Clicking on an individual journal displays the very informative matrix. On top of the matrix you will see the LC subject headings and LC and DC codes. If you choose, you may display the name variations under which your journals may appear. This is a laudable idea, alerting people to think about variant spellings.
The matrix is generated in a few seconds, and its content speaks for itself. It effectiveness could be furthered by allowing users to sort the results by the providers' name and, more importantly, by date of start of coverage, in ascending order.
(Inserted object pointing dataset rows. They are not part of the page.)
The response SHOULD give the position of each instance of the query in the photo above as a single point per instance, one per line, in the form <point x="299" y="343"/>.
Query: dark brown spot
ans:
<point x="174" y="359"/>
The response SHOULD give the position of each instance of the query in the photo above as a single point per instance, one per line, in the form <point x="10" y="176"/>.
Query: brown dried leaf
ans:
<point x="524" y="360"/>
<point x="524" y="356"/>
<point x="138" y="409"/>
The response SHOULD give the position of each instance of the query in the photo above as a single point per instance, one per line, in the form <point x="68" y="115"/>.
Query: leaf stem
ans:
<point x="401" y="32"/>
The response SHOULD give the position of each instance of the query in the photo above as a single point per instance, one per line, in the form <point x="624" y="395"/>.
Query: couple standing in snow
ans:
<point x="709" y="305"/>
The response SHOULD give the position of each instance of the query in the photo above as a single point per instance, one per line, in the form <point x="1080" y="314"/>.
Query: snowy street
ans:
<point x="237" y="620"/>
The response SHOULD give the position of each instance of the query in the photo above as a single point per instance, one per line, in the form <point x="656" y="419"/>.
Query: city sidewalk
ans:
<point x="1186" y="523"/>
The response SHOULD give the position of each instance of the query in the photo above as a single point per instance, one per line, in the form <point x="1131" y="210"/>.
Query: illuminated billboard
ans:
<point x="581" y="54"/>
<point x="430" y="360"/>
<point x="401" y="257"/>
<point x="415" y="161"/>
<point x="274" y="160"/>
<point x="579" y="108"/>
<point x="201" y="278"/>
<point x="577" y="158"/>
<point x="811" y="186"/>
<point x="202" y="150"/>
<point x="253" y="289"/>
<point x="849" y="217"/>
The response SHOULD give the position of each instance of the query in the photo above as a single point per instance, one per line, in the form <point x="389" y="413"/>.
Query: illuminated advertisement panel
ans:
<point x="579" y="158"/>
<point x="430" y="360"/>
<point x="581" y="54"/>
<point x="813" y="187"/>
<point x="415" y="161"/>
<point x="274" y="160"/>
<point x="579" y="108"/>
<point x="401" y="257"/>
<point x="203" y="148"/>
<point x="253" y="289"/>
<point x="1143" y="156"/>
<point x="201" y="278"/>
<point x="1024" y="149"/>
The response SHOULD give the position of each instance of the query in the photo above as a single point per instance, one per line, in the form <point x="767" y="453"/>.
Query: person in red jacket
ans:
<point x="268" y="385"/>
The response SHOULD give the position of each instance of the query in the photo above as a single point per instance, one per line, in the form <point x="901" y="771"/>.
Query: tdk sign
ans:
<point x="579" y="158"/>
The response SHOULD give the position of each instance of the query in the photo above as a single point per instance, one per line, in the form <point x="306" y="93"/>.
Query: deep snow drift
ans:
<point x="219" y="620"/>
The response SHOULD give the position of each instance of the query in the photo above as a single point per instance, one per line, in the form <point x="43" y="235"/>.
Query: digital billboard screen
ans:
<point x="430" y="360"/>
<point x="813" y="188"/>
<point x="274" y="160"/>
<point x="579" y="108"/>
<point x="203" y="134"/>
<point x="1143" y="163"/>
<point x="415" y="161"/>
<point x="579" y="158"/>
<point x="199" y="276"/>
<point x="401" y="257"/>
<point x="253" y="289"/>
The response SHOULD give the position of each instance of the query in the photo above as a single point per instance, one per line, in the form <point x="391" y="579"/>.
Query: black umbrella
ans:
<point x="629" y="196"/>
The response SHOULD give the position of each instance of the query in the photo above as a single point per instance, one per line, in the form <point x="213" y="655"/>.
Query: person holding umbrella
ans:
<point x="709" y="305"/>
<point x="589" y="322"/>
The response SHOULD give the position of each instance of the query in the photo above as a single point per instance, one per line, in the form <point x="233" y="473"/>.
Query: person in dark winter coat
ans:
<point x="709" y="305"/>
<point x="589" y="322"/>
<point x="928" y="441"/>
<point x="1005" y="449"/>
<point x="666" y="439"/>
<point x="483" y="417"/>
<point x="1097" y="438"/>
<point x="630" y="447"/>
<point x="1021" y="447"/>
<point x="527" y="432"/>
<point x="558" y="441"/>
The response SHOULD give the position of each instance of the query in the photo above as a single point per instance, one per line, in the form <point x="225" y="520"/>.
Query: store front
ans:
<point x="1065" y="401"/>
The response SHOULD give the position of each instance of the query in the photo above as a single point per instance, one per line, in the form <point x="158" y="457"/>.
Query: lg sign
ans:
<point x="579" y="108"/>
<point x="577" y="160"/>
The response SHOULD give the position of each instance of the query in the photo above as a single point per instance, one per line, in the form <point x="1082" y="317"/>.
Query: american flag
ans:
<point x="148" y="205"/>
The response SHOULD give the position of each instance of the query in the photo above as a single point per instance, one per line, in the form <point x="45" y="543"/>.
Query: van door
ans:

This latter sorting option is also important to make sure that the user does not stop scrolling after the first 4-5 entries, when even meatier coverage may pop up. This was the case with the Energy Journal shown in the previous figure. It is covered by many databases listed alphabetically, starting with ABI/INFORM. However, the meatiest coverage is provided by General Reference Center Gold, General Reference Center International and InfoTrac OneFile, which appear on the very bottom of the second screen of the alphabetical list. Some sort options, such as sorting by earliest coverage in full text, by longest abstracting/indexing coverage or by content providers would be very useful. There is an analogy for this in the listings provided by the best airline reservation systems which offer radio buttons to display the result list -- among others -- by departure time, flight duration or airline, in addition to the typical default sort by price.
Truncation is turned on automatically, but can be turned off, which is quite useful when you want to find the coverage data for TIME magazine without being buried among the various Times listed on the top of the list.
Actually, if you turn off truncation, the matrix pops up immediately, showing not only the coverage data, but also the LC and Dewey class numbers. One advantage of the SFU version of jake is that it identifies not only the database, but also the online service, which is especially useful when five listings of a database would not let users know exactly which version of MEDLINE the data applies to.
A database of such excellent content and smart software is exactly the kind of project that should get massive support from the government, and acknowledgment from the profession.